Protruding ear has genetic causes which are rooted in dominant genes. For infants with otapostasis, special splints or molds are used to prevent the deformity as infants have soft auricle.
However, this is usually effective within three weeks from birth, and loses its effect once the baby grows older. It should also be noted that special care must be taken to prevent excessive pressure on the ear as this can cause the ears to shrink. Remember that otapostasis is more common among children under 2 to 3 years of age. The condition is often automatically corrected at later stages with no requirement for treatment. Auricle usually reaches full development at the age of 6, and at later stages, no improvement will be seen unless some treatment takes place.
Fortunately, people with otapostasis have completely normal hearing. On the other hand, their IQ is just as normal as other individuals. Some of them have even higher-than-average IQ. Important undesirable effects of otapostasis include psychological distress and lack of self-confidence in social activities.
Otapostasis can be corrected through outpatient surgical procedures. This is done with topical anesthesia. However, general anesthesia is used for children or those individuals who are afraid of surgery. A cut is made behind the ear to remove a part of the cartilage and reshape the ear. The affected area will be completely restored to normal condition and is often unnoticeable due to its location. The procedure has no impact on hearing.
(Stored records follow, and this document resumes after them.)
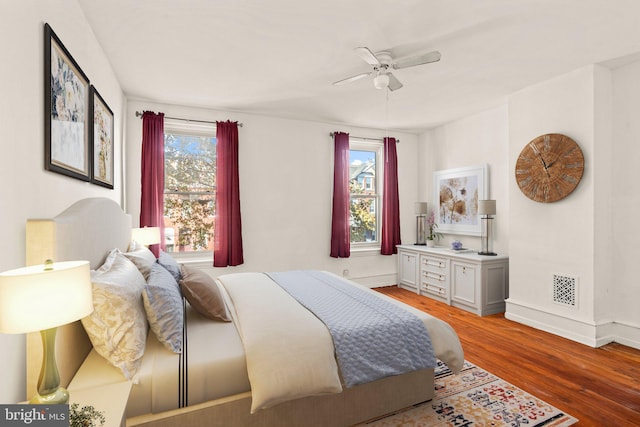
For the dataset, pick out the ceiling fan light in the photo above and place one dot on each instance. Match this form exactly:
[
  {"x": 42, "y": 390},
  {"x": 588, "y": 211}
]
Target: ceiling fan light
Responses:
[{"x": 381, "y": 81}]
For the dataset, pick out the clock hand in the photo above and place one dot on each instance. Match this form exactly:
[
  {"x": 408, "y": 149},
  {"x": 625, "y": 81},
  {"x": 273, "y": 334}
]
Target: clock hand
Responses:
[{"x": 537, "y": 153}]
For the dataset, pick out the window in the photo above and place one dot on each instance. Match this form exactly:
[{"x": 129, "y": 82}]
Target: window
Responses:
[
  {"x": 189, "y": 186},
  {"x": 365, "y": 163}
]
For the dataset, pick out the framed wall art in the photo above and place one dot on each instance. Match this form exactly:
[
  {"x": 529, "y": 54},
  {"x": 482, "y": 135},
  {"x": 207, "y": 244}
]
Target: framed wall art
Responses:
[
  {"x": 101, "y": 140},
  {"x": 66, "y": 111},
  {"x": 456, "y": 194}
]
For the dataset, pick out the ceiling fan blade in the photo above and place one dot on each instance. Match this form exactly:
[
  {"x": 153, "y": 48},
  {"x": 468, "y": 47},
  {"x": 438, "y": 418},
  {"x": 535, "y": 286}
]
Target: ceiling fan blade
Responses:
[
  {"x": 367, "y": 56},
  {"x": 352, "y": 78},
  {"x": 417, "y": 60},
  {"x": 394, "y": 83}
]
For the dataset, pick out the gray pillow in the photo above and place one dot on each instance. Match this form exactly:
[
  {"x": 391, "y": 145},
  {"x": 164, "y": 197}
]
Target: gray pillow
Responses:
[
  {"x": 118, "y": 325},
  {"x": 163, "y": 304}
]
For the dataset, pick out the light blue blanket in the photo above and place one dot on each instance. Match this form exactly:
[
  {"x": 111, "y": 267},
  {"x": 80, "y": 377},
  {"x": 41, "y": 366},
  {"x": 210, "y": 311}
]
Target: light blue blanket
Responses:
[{"x": 373, "y": 338}]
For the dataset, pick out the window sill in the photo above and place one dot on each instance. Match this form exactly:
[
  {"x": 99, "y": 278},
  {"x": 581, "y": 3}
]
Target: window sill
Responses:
[
  {"x": 198, "y": 259},
  {"x": 365, "y": 251}
]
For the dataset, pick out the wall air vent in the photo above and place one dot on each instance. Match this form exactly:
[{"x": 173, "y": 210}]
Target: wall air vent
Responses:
[{"x": 565, "y": 290}]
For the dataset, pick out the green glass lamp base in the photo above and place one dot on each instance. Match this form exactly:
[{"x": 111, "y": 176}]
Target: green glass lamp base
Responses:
[
  {"x": 59, "y": 396},
  {"x": 49, "y": 390}
]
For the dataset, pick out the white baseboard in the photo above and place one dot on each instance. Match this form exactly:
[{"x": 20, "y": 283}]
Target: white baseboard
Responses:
[
  {"x": 376, "y": 281},
  {"x": 584, "y": 332}
]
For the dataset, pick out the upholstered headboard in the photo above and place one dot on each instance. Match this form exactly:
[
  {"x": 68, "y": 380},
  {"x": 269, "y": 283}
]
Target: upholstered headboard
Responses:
[{"x": 86, "y": 230}]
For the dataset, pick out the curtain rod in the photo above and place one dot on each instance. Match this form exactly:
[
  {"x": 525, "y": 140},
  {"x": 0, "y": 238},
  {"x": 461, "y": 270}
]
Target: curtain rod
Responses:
[
  {"x": 365, "y": 138},
  {"x": 139, "y": 114}
]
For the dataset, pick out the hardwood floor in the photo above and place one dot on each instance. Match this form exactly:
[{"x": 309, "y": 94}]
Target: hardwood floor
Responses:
[{"x": 600, "y": 387}]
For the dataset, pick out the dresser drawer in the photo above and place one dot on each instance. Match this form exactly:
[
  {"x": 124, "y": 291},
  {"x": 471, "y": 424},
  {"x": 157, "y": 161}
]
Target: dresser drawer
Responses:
[
  {"x": 439, "y": 290},
  {"x": 434, "y": 264}
]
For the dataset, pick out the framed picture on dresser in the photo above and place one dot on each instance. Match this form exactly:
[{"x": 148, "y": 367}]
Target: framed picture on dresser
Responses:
[{"x": 456, "y": 194}]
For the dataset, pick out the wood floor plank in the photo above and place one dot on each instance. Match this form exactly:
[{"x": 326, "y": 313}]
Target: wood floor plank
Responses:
[{"x": 599, "y": 386}]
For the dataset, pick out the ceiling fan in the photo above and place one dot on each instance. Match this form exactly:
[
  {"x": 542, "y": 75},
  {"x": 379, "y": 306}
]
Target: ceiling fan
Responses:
[{"x": 383, "y": 63}]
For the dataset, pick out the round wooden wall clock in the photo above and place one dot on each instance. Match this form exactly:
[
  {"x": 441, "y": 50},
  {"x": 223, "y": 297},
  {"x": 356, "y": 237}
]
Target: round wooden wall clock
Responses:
[{"x": 549, "y": 168}]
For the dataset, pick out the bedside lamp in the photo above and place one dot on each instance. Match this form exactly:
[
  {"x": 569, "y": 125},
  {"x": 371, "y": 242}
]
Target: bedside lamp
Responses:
[
  {"x": 41, "y": 298},
  {"x": 421, "y": 223},
  {"x": 146, "y": 236},
  {"x": 486, "y": 208}
]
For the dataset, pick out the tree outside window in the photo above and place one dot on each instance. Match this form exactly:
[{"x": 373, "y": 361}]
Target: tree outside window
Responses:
[
  {"x": 363, "y": 189},
  {"x": 189, "y": 196}
]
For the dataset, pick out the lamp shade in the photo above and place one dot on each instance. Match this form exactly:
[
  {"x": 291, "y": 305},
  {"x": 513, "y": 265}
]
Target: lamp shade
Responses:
[
  {"x": 487, "y": 207},
  {"x": 146, "y": 236},
  {"x": 41, "y": 297},
  {"x": 421, "y": 208}
]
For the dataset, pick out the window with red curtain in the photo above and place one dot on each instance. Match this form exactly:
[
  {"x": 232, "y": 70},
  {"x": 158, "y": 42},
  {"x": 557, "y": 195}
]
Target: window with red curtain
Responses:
[
  {"x": 340, "y": 238},
  {"x": 390, "y": 201},
  {"x": 152, "y": 188},
  {"x": 228, "y": 225}
]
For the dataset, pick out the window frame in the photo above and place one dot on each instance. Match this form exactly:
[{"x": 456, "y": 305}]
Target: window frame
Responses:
[
  {"x": 360, "y": 144},
  {"x": 208, "y": 130}
]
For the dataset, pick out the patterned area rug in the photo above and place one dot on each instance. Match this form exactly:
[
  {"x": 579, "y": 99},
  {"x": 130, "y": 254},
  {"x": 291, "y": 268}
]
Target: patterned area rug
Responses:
[{"x": 476, "y": 398}]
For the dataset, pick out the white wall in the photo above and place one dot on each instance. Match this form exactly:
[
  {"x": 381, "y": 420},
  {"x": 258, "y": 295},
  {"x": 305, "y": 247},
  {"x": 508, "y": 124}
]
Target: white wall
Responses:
[
  {"x": 588, "y": 235},
  {"x": 286, "y": 175},
  {"x": 553, "y": 238},
  {"x": 626, "y": 202},
  {"x": 474, "y": 140},
  {"x": 28, "y": 191}
]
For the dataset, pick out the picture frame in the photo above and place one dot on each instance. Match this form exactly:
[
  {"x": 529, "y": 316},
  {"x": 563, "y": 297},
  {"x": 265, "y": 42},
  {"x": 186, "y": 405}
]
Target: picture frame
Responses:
[
  {"x": 66, "y": 111},
  {"x": 456, "y": 194},
  {"x": 101, "y": 132}
]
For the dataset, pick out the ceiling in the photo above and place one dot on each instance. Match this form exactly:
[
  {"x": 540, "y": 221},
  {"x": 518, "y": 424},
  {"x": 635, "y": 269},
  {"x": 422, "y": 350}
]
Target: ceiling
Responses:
[{"x": 279, "y": 57}]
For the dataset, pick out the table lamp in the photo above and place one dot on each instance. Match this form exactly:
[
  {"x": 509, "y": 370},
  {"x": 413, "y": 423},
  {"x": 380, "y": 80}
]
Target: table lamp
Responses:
[
  {"x": 41, "y": 298},
  {"x": 146, "y": 236},
  {"x": 486, "y": 208},
  {"x": 421, "y": 223}
]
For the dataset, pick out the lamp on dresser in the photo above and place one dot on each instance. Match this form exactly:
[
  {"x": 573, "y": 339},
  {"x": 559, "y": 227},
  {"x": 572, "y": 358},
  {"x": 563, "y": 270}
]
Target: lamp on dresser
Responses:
[
  {"x": 421, "y": 223},
  {"x": 486, "y": 208},
  {"x": 41, "y": 298},
  {"x": 146, "y": 236}
]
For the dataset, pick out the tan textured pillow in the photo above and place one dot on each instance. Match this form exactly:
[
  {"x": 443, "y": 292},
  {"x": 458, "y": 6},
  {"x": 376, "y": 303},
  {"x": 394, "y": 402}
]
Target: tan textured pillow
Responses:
[{"x": 203, "y": 294}]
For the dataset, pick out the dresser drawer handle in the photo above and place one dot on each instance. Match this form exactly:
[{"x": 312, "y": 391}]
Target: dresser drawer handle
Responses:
[{"x": 436, "y": 276}]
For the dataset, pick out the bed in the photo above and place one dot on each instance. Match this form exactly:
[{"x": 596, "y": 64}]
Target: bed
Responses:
[{"x": 220, "y": 394}]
Surgery is performed once the cartilage is fully developed (when the individual is 6 or older). The results have been almost equally satisfactory both in children and adults. However, early correction will help children regain their self-confidence and sociability.
The surgery consists of simple procedures and, as mentioned earlier, is an outpatient surgery. You won’t need to rest at home as you will be able to go to school or work the day after the surgery.